Former FrontPoint Partners hedge fund manager Joseph F. “Chip” Skowron pleaded guilty Monday in a U.S. insider-trading case.
Mr. Skowron pleaded guilty to one count of conspiracy before U.S. District Court Judge Denise Cote in New York. Conspiracy carries a maximum prison term of five years.
The government claimed Mr. Skowron obtained non-public information from Yves Benhamou, an expert in hepatitis drugs and a former adviser for Human Genome Sciences Inc. The tips, concerning hepatitis C drug trials, let FrontPoint avoid more than $30 million in losses, the government said. Mr. Benhamou has pleaded guilty.

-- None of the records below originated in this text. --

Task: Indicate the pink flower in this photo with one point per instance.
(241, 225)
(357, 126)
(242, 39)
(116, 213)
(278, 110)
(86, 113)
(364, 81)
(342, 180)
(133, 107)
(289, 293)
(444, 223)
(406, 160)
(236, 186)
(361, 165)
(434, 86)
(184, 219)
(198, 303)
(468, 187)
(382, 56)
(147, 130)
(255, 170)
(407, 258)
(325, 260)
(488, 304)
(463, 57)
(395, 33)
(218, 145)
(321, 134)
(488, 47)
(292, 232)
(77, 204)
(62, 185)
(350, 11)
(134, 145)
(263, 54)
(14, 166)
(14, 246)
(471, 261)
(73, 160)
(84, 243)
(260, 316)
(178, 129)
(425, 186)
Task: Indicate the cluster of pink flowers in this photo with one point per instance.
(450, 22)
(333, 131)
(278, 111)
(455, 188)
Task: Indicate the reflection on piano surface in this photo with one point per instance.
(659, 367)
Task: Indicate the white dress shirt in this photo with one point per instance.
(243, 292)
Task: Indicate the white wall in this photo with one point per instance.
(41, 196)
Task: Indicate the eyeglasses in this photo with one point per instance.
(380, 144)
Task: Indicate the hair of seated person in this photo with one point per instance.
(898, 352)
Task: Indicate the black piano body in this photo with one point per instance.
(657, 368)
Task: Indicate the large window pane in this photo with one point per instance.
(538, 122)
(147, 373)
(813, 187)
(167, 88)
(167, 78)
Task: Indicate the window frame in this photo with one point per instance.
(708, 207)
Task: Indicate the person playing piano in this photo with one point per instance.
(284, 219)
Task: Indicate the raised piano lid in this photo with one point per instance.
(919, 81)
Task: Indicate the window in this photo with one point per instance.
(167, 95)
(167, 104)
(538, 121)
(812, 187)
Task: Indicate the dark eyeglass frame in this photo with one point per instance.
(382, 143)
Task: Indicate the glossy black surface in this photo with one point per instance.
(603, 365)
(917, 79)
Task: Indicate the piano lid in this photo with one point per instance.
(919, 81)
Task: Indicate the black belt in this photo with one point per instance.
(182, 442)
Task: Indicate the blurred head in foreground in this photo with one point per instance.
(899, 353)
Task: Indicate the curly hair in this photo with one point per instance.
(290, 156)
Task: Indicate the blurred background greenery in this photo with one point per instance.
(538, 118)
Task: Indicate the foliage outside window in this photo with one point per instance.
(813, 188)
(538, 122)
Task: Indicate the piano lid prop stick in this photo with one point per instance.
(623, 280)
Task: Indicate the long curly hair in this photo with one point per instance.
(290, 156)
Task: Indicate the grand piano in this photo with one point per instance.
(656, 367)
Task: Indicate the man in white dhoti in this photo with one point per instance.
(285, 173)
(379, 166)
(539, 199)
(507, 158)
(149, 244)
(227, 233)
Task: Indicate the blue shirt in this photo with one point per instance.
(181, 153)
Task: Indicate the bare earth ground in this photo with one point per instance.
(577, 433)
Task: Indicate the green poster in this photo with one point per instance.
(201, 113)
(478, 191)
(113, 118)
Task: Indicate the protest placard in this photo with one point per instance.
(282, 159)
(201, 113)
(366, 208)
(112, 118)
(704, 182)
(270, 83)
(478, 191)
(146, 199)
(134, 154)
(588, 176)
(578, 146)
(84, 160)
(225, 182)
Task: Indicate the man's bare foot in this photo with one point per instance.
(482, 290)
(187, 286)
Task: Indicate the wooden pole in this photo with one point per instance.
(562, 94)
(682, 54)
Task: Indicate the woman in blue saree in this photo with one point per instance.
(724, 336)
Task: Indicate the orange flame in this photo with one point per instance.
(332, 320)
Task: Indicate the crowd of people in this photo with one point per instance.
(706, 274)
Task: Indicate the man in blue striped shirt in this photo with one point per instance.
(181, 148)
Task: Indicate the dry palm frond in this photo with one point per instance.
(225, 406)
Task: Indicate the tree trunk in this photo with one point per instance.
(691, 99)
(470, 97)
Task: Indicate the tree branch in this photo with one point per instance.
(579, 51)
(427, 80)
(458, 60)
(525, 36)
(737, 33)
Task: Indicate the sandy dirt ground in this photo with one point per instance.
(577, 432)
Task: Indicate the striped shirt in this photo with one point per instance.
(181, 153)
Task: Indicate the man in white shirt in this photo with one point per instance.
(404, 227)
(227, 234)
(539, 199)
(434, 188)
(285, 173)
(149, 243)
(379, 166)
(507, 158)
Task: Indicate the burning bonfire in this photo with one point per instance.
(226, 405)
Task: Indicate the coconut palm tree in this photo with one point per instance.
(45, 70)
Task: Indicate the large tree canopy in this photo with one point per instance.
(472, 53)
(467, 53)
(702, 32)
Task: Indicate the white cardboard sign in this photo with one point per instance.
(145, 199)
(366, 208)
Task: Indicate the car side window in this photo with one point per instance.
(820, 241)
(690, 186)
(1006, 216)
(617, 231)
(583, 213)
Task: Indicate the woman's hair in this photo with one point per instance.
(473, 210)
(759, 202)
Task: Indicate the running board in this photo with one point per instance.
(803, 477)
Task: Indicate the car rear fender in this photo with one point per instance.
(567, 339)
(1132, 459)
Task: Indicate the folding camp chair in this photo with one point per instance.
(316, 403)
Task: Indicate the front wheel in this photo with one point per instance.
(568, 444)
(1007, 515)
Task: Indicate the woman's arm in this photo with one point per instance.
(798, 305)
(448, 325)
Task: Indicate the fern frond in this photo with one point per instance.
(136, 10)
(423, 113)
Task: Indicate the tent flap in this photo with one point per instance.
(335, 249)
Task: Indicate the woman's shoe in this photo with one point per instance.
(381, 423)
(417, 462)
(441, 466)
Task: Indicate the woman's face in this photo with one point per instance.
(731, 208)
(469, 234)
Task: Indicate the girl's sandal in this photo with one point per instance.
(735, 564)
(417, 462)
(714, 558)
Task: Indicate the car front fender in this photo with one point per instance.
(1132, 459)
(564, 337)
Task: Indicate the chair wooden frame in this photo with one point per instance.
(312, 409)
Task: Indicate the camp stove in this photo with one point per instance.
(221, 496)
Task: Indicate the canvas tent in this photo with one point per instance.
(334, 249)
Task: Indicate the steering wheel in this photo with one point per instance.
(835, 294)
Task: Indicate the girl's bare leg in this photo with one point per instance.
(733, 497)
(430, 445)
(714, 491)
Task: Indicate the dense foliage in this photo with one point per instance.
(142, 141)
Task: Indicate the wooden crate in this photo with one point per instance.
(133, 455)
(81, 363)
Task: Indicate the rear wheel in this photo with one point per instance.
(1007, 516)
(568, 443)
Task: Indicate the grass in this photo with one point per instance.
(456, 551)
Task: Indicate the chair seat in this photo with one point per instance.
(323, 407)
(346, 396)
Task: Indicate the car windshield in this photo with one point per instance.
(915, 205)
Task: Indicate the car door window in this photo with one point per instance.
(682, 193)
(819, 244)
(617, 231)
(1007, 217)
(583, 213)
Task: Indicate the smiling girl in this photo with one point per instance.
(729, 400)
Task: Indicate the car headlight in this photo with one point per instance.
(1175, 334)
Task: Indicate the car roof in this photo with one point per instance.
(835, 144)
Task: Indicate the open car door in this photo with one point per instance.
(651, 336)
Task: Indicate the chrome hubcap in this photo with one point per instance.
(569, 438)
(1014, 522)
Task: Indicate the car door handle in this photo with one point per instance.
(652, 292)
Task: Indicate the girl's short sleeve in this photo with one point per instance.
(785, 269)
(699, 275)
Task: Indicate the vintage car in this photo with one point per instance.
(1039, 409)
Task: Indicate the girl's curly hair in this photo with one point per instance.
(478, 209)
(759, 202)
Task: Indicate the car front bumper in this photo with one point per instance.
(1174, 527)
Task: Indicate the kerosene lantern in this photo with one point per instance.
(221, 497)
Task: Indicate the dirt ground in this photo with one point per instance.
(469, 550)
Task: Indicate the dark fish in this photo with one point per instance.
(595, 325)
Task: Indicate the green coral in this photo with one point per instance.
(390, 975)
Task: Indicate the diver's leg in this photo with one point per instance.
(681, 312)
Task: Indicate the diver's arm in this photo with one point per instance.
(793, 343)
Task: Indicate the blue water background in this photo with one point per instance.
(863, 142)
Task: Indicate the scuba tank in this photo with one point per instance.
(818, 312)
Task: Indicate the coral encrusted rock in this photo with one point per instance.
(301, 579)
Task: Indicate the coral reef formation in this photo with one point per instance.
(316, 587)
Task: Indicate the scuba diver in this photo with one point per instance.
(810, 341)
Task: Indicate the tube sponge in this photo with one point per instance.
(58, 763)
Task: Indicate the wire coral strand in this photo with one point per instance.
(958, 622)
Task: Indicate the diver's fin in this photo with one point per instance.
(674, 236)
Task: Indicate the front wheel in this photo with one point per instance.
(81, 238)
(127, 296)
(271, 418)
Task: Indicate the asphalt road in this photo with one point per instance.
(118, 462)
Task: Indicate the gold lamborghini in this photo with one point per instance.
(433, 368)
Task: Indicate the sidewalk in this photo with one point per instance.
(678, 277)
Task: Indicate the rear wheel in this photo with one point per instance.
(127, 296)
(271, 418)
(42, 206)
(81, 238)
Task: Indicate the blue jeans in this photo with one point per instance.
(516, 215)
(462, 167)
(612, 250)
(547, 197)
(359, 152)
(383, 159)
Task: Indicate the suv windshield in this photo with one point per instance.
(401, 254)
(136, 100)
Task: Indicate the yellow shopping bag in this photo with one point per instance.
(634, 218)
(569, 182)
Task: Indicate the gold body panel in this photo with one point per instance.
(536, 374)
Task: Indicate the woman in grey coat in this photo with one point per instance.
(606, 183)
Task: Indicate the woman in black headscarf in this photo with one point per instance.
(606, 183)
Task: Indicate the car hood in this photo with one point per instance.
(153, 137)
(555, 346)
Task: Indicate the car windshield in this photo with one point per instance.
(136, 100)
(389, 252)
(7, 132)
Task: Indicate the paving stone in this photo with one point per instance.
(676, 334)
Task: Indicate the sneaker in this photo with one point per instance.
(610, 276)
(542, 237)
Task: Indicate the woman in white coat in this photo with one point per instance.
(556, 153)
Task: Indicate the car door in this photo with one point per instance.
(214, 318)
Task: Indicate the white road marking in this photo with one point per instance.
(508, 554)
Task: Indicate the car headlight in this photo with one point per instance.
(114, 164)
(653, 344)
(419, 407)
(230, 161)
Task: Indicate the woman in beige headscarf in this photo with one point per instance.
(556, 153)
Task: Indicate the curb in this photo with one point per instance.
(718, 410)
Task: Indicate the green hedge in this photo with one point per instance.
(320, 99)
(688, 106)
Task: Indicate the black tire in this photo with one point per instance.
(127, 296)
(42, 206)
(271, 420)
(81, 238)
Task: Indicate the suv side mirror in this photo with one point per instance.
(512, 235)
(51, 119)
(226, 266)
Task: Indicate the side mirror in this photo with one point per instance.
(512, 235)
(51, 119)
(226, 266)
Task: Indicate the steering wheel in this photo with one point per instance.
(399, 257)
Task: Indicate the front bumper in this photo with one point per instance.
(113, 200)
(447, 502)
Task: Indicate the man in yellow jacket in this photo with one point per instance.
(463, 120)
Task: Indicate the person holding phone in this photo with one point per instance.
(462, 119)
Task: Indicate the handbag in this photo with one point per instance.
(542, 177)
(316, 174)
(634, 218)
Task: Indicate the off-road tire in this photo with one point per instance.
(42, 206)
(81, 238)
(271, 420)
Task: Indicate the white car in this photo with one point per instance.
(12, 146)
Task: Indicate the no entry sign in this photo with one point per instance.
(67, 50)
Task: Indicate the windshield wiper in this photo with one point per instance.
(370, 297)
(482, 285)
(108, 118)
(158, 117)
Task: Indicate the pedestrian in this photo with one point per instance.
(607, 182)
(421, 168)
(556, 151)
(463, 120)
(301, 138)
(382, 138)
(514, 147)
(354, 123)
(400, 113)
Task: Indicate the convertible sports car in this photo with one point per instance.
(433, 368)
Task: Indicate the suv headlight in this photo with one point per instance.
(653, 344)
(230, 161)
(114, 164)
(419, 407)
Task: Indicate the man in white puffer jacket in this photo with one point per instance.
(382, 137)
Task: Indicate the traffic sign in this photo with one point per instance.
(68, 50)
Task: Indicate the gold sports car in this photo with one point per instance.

FrontPoint oversaw $7 billion at the start of November before Mr. Skowron, a co-portfolio manager of its health-care funds, was linked to claims that the firm got advance notice on the drug-trial results. FrontPoint's assets slipped to $4.5 billion by January and the firm closed its health-care funds.
The SEC accused Mr. Skowron of insider trading in a lawsuit filed the day of his surrender in April. Mr. Skowron and the staff of the SEC's Division of Enforcement last week said they had agreed in principle to the terms of a settlement that the division will recommend that the commission accept and that would resolve the SEC's claims against Mr. Skowron.
FrontPoint said in a statement that Mr. Skowron "lied to and misled FrontPoint's internal compliance team, the external counsel hired to independently investigate his actions, and the federal government. FrontPoint was never accused of any wrongdoing and has fully resolved this matter with the government."